National University of Singapore

Biography

I am a fourth year Ph.D. student at the National University of Singapore, advised by Prof. Jialin Li and Wei Lin. My primary research interest is in developing highly efficient distributed systems for machine learning. I have previously interned at Google XLA, Alibaba Platform for AI (PAI) team, and Apple Turi.

During my undergraduate studies, I had the privilege (and fun) of spending four years with the NTU HPC club, where we won the Overall Championship at SC'17 and set the LINPACK World Record. I am now hosting a MLSys seminar.

Outside of my academic pursuits, I enjoy cooking (menu), jogging, and skateboarding. And my Erdős number is 5.

Download my resumé.

Interests

Large-Scale Machine Learning
High-Performance Computing
Distributed Systems

Education

Doctor of Philosophy, Computer Science, 2021 - Current
National University of Singapore
Bachelor of Engineering in Computer Science, 2015 - 2019
Nanyang Technological University
Visiting Student, Fall 2016
New York University

Publications

Ziji Shi, Le Jiang, Jie Zhang, Xianyan Jia, Yong Li, Chencan Wu, Jialin Li, Wei Lin

June 2023 In ISCA'23 ASSYST Workshop

TAP: Efficient Derivation of Tensor Parallel Plans for Large Neural Networks

We present a framework that drastically speeds up the process of deriving the tensor parallel schedule for large neural networks.

Ziji Shi, Fuzhao Xue, Jialin Li, Yang You

June 2023 In ISCA'23 MLArchSys Workshop

ParaGAN: A Cloud Training Framework for Generative Adversarial Networks

We present ParaGAN, a cloud-training framework for GAN, which demonstrates near optimal scaling performance on BigGAN.

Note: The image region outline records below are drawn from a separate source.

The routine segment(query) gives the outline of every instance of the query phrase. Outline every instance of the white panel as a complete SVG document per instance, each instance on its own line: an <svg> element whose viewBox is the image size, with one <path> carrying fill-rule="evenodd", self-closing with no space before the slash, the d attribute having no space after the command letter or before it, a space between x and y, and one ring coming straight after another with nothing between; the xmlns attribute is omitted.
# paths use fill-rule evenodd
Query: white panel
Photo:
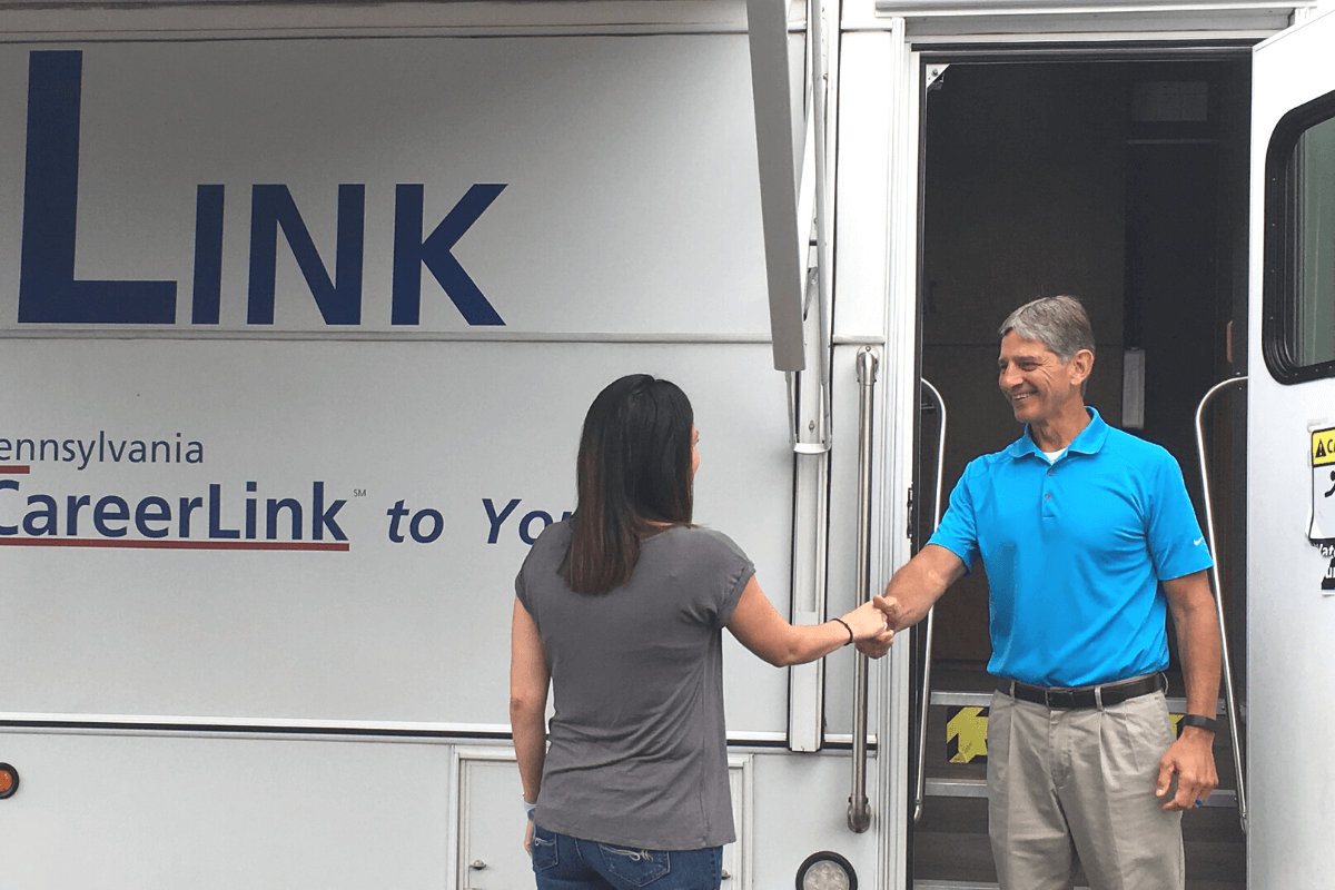
<svg viewBox="0 0 1335 890"><path fill-rule="evenodd" d="M16 322L28 73L51 49L0 48L0 328L36 323ZM426 236L473 185L503 184L447 255L501 330L768 336L745 35L75 49L73 275L175 282L168 328L470 330L422 263L419 323L391 326L395 189L423 187ZM71 104L35 103L39 119ZM326 324L282 234L274 323L250 324L251 188L272 184L288 188L330 279L339 185L364 185L359 324ZM196 247L210 243L199 185L224 187L219 324L191 320ZM51 255L36 231L29 247Z"/></svg>
<svg viewBox="0 0 1335 890"><path fill-rule="evenodd" d="M896 885L881 870L880 851L886 822L880 786L880 761L866 765L872 827L853 834L845 822L850 789L849 753L822 751L802 757L757 754L754 757L754 834L761 846L756 857L756 887L792 887L797 867L813 853L832 850L844 855L857 871L858 887L889 889ZM728 885L724 885L728 890Z"/></svg>
<svg viewBox="0 0 1335 890"><path fill-rule="evenodd" d="M836 338L884 336L885 332L889 173L896 157L890 107L897 91L902 89L894 65L896 45L901 44L902 31L849 33L842 41L836 187ZM849 428L848 422L841 426Z"/></svg>
<svg viewBox="0 0 1335 890"><path fill-rule="evenodd" d="M442 890L449 749L0 733L16 890Z"/></svg>
<svg viewBox="0 0 1335 890"><path fill-rule="evenodd" d="M1248 886L1315 887L1335 870L1327 739L1335 735L1328 555L1307 540L1308 428L1335 419L1335 380L1280 386L1262 358L1264 159L1275 123L1335 89L1335 15L1258 47L1252 99L1251 311L1247 482ZM1295 731L1300 723L1302 730ZM1315 781L1314 781L1314 777ZM1324 777L1324 778L1323 778Z"/></svg>
<svg viewBox="0 0 1335 890"><path fill-rule="evenodd" d="M593 396L649 371L693 398L701 431L696 519L729 534L788 612L792 456L782 376L754 346L316 343L227 340L9 340L0 355L0 475L5 583L0 713L151 714L493 725L506 730L513 582L522 535L574 507L574 455ZM175 460L176 434L202 463ZM7 444L56 440L15 462ZM172 460L132 463L134 440L172 446ZM81 456L65 460L65 442ZM83 443L81 446L77 443ZM121 444L129 442L131 444ZM104 444L105 443L105 444ZM112 458L112 444L120 460ZM37 452L41 458L41 452ZM159 452L159 456L162 454ZM256 483L254 495L247 483ZM303 507L314 483L344 503L322 544L346 551L260 551L291 543L287 511L263 540L264 499ZM256 540L244 499L259 499ZM364 491L364 495L358 495ZM55 499L55 535L27 498ZM160 496L171 522L148 539L131 519L79 512L68 498L115 495L135 511ZM202 498L180 535L180 498ZM403 500L391 540L388 515ZM518 503L503 522L495 514ZM443 531L429 543L439 514ZM495 543L489 536L495 526ZM3 530L0 530L3 531ZM219 544L239 550L146 548ZM19 546L15 546L19 544ZM733 733L782 733L786 673L726 643Z"/></svg>

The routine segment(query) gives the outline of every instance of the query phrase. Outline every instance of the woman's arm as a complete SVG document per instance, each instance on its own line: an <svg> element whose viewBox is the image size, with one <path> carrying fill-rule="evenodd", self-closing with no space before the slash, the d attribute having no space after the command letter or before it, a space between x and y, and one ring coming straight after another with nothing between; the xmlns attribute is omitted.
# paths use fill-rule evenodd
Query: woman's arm
<svg viewBox="0 0 1335 890"><path fill-rule="evenodd" d="M884 655L894 639L894 632L885 628L885 615L872 603L864 603L841 620L848 627L838 620L814 626L789 624L752 578L737 600L728 630L742 646L776 667L804 664L829 655L850 642L849 630L853 631L852 642L861 643L860 648L873 658Z"/></svg>
<svg viewBox="0 0 1335 890"><path fill-rule="evenodd" d="M538 802L542 787L542 762L547 757L547 655L533 615L514 598L510 622L510 733L514 755L519 762L523 799ZM525 849L529 835L525 835Z"/></svg>

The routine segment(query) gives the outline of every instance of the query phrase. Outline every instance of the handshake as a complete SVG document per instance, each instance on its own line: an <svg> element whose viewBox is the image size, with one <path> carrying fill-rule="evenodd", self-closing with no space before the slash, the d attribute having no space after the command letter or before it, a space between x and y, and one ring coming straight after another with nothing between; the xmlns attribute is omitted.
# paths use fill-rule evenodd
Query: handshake
<svg viewBox="0 0 1335 890"><path fill-rule="evenodd" d="M868 658L880 658L890 651L894 631L904 627L904 610L893 598L873 596L838 620L853 632L857 651Z"/></svg>

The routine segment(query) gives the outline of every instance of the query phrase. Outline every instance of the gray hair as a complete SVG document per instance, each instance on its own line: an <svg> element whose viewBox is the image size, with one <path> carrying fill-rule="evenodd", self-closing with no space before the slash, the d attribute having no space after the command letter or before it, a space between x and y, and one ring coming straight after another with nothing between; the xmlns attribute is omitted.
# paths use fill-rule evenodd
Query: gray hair
<svg viewBox="0 0 1335 890"><path fill-rule="evenodd" d="M1073 296L1040 296L1007 316L999 334L1037 340L1059 359L1069 362L1080 350L1093 352L1093 328L1084 306Z"/></svg>

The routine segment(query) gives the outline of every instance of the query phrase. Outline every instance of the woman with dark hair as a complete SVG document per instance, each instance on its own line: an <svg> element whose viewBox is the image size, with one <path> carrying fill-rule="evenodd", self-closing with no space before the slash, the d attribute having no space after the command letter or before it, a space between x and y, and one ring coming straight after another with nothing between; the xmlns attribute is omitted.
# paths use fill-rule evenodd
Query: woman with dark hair
<svg viewBox="0 0 1335 890"><path fill-rule="evenodd" d="M889 648L870 603L789 624L737 544L692 524L697 440L677 386L645 374L607 386L585 418L577 508L515 578L510 725L538 890L720 886L736 839L724 627L776 666L854 642Z"/></svg>

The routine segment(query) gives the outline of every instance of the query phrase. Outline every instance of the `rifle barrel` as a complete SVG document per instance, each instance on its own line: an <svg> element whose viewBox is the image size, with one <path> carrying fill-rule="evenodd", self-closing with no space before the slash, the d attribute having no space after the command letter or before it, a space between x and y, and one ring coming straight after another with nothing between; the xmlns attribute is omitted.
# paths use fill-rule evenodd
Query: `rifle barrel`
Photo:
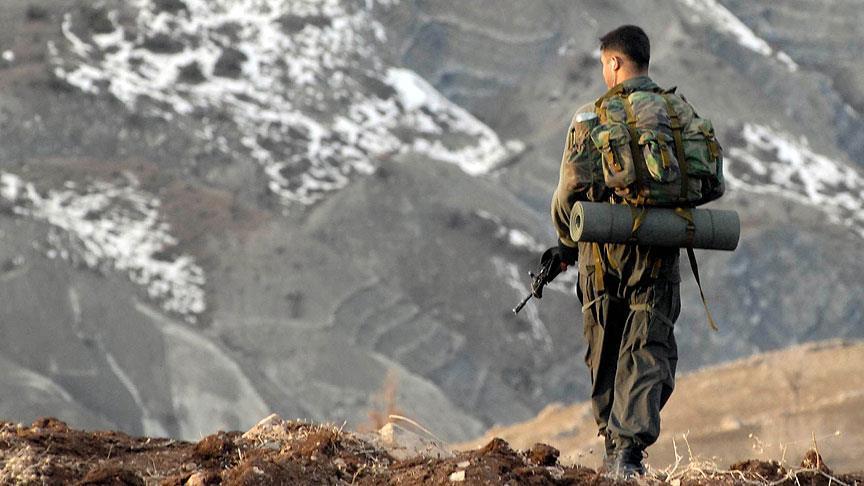
<svg viewBox="0 0 864 486"><path fill-rule="evenodd" d="M522 302L519 302L519 305L513 308L513 314L518 314L519 311L522 310L523 307L525 307L525 304L527 304L528 301L531 300L531 297L534 297L534 294L528 294L524 299L522 299Z"/></svg>

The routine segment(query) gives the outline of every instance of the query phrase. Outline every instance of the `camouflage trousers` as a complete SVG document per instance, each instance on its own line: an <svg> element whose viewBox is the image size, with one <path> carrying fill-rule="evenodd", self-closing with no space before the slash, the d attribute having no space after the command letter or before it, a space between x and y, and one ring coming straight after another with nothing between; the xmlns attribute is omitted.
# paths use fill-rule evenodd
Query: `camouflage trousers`
<svg viewBox="0 0 864 486"><path fill-rule="evenodd" d="M601 435L616 447L644 449L657 440L660 409L675 387L680 284L656 279L623 287L610 278L606 289L624 288L623 295L596 292L593 274L579 278L591 403Z"/></svg>

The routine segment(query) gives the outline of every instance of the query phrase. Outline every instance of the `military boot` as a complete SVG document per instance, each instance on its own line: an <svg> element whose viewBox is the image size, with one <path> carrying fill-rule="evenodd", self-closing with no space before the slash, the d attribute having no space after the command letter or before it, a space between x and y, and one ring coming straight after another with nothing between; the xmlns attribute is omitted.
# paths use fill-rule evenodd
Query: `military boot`
<svg viewBox="0 0 864 486"><path fill-rule="evenodd" d="M612 440L612 434L609 432L600 432L603 436L603 442L606 449L603 451L603 464L600 466L600 473L612 472L615 468L615 442Z"/></svg>
<svg viewBox="0 0 864 486"><path fill-rule="evenodd" d="M645 474L645 466L642 465L642 449L638 447L615 449L608 474L615 479L625 481Z"/></svg>

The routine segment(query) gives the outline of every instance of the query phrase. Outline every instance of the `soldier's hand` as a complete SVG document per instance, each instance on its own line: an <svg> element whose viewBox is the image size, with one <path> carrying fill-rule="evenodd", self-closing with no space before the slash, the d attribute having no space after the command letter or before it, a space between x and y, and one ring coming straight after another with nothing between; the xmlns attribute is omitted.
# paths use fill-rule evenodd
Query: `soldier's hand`
<svg viewBox="0 0 864 486"><path fill-rule="evenodd" d="M546 267L549 265L549 274L546 277L546 283L555 280L555 277L561 272L566 272L567 267L576 263L578 256L579 252L576 248L569 247L560 241L558 242L558 246L553 246L544 251L540 257L540 266ZM536 297L541 296L542 293Z"/></svg>

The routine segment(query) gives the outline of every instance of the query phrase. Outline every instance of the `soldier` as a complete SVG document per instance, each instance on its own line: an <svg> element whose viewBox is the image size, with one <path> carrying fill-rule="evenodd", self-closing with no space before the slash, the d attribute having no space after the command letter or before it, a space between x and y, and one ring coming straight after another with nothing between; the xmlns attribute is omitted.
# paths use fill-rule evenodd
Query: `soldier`
<svg viewBox="0 0 864 486"><path fill-rule="evenodd" d="M603 79L610 91L573 116L552 198L559 244L544 254L560 261L556 268L561 271L578 261L594 418L605 439L604 467L619 478L645 473L643 451L657 440L660 409L674 387L679 249L577 244L569 221L576 201L623 202L620 189L613 192L591 169L600 166L601 154L590 132L599 123L595 108L610 94L660 91L648 77L649 58L648 37L639 27L625 25L600 38Z"/></svg>

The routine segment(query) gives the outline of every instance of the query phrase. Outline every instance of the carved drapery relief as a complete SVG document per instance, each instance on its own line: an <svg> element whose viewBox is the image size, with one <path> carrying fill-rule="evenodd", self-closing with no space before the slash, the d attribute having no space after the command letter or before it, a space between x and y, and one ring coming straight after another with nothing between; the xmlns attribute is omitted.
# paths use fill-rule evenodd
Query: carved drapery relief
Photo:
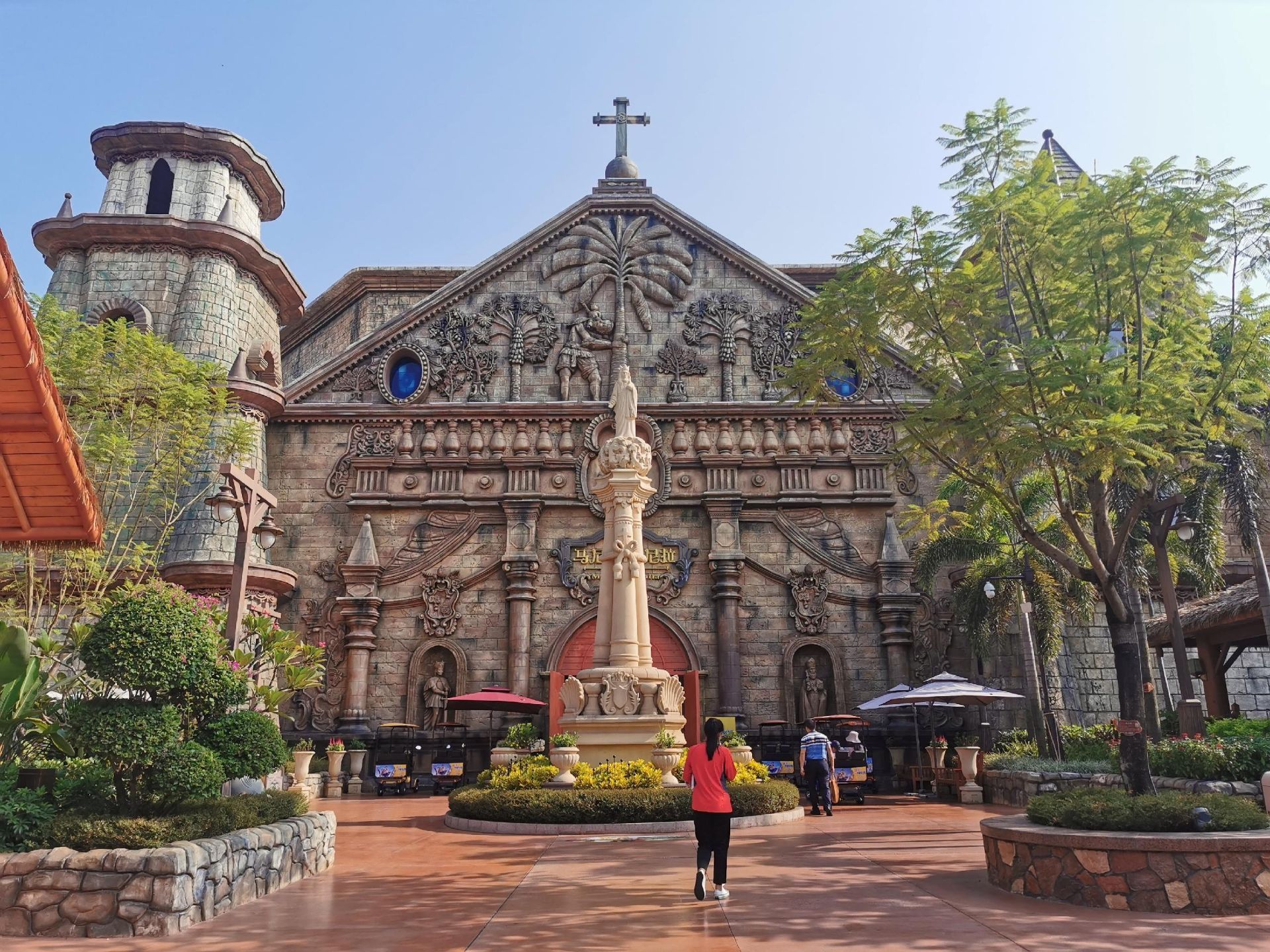
<svg viewBox="0 0 1270 952"><path fill-rule="evenodd" d="M480 312L489 320L490 338L507 339L508 400L519 402L521 366L547 359L558 336L555 315L546 303L528 294L497 294L481 305Z"/></svg>
<svg viewBox="0 0 1270 952"><path fill-rule="evenodd" d="M396 444L391 426L367 426L364 423L354 423L348 430L348 449L326 477L326 495L334 499L344 495L353 459L363 456L396 456Z"/></svg>
<svg viewBox="0 0 1270 952"><path fill-rule="evenodd" d="M798 307L786 305L776 311L761 314L751 322L749 353L758 378L763 381L763 400L776 400L781 391L776 386L801 353L803 327Z"/></svg>
<svg viewBox="0 0 1270 952"><path fill-rule="evenodd" d="M794 619L794 627L801 635L823 633L828 618L824 603L829 597L829 583L824 576L824 569L809 565L801 572L789 576L789 586L790 598L794 600L789 616Z"/></svg>
<svg viewBox="0 0 1270 952"><path fill-rule="evenodd" d="M432 386L450 402L467 391L469 402L489 400L494 376L494 352L489 348L493 317L451 307L428 321L436 341L432 349Z"/></svg>
<svg viewBox="0 0 1270 952"><path fill-rule="evenodd" d="M719 363L723 366L721 393L735 400L733 366L737 363L737 341L749 340L753 305L739 294L723 293L701 297L683 312L683 339L700 347L706 338L719 340Z"/></svg>
<svg viewBox="0 0 1270 952"><path fill-rule="evenodd" d="M668 340L657 352L657 372L672 374L671 388L665 395L665 402L682 404L688 399L685 391L685 377L700 377L706 372L704 360L698 360L696 354L688 350L677 340Z"/></svg>
<svg viewBox="0 0 1270 952"><path fill-rule="evenodd" d="M462 584L458 571L424 575L419 583L423 611L417 616L427 638L448 638L458 631L458 597Z"/></svg>

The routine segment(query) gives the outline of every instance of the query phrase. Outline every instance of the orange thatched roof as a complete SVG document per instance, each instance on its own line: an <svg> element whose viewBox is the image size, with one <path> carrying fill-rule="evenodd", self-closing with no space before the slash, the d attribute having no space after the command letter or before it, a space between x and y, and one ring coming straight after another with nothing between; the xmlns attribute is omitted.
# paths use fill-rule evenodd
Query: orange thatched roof
<svg viewBox="0 0 1270 952"><path fill-rule="evenodd" d="M0 545L100 541L97 496L0 234Z"/></svg>

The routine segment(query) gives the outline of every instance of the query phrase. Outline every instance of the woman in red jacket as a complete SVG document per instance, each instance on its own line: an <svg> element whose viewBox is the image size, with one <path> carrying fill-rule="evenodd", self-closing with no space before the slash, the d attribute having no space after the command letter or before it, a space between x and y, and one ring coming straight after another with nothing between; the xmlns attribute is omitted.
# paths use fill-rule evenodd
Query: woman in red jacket
<svg viewBox="0 0 1270 952"><path fill-rule="evenodd" d="M683 782L692 787L692 823L697 830L697 880L692 894L706 897L706 866L715 858L715 899L728 899L728 842L732 839L732 797L724 784L737 778L732 751L719 745L723 721L705 724L706 743L688 748Z"/></svg>

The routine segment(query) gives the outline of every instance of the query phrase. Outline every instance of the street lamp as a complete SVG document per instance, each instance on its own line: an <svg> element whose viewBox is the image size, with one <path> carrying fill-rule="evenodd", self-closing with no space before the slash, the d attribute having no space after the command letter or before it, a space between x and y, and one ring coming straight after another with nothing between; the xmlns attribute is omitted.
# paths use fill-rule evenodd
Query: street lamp
<svg viewBox="0 0 1270 952"><path fill-rule="evenodd" d="M983 597L996 598L996 581L1021 581L1022 590L1019 593L1019 619L1022 627L1024 649L1024 674L1027 679L1027 721L1038 740L1044 734L1054 757L1062 759L1062 737L1058 732L1058 721L1049 710L1049 684L1048 678L1041 683L1044 674L1040 671L1040 661L1036 658L1036 642L1031 631L1031 602L1027 600L1027 586L1036 580L1036 572L1031 567L1027 552L1024 552L1024 570L1020 575L993 575L983 583ZM1044 751L1043 751L1044 753Z"/></svg>
<svg viewBox="0 0 1270 952"><path fill-rule="evenodd" d="M1191 680L1190 661L1186 656L1186 633L1182 619L1177 616L1177 593L1173 590L1173 569L1168 564L1168 533L1176 532L1177 538L1189 542L1195 537L1199 526L1194 519L1181 515L1185 498L1181 494L1157 499L1147 506L1147 537L1156 551L1156 576L1160 581L1160 598L1165 603L1165 614L1172 633L1173 668L1177 671L1177 691L1182 699L1177 702L1177 729L1182 734L1201 736L1204 734L1204 710L1195 697L1195 683Z"/></svg>
<svg viewBox="0 0 1270 952"><path fill-rule="evenodd" d="M212 510L212 518L218 523L224 524L237 517L234 574L230 576L225 619L225 635L232 650L237 647L243 614L246 611L248 538L254 534L257 545L268 551L283 532L273 520L273 509L278 505L278 500L257 479L255 470L221 463L220 473L225 477L225 484L216 495L208 496L203 503Z"/></svg>

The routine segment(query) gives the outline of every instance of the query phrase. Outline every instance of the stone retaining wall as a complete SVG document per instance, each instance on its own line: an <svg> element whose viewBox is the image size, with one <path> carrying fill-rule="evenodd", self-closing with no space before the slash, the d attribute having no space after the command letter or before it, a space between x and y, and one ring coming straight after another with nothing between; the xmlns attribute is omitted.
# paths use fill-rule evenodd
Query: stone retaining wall
<svg viewBox="0 0 1270 952"><path fill-rule="evenodd" d="M1010 892L1096 909L1270 914L1270 833L1111 833L979 824L988 880Z"/></svg>
<svg viewBox="0 0 1270 952"><path fill-rule="evenodd" d="M331 812L157 849L0 853L0 935L168 935L334 861Z"/></svg>
<svg viewBox="0 0 1270 952"><path fill-rule="evenodd" d="M1185 793L1226 793L1251 797L1262 802L1261 787L1253 783L1226 781L1193 781L1186 777L1154 777L1157 790L1179 790ZM1118 773L1036 773L1035 770L984 770L983 798L988 803L1027 806L1038 793L1054 793L1078 787L1123 787Z"/></svg>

Xianyan Jia, Le Jiang, Ang Wang, Wencong Xiao, Ziji Shi, Jie Zhang, Xinyuan Li, Langshi Chen, Yong Li, Zhen Zheng, Xiaoyong Liu, Wei Lin

July 2022 In USENIX ATC'22

Whale: Efficient Giant Model Training over Heterogeneous GPUs

Whale is a highly scalable and efficient distributed training framework for deep neural networks, introducing a hardware-aware parallel strategy and user-enabled model annotations for optimising large-scale model training, demonstrating its prowess by successfully training a multimodal model with over ten trillion parameters on a 512-GPU setup.

Fuzhao Xue, Ziji Shi, Futao Wei, Yuxuan Lou, Yong Liu, Yang You

December 2021 In AAAI'22

Going Wider Instead of Deeper

We propose an efficient parameter sharing strategy for Transformer architecture by replacing FFN with MoE layer and sharing the trainable parameters except the normalization layers. Competitive performance across CV and NLP tasks were achieved with up to 6x reduction in the numbers of unique parameters.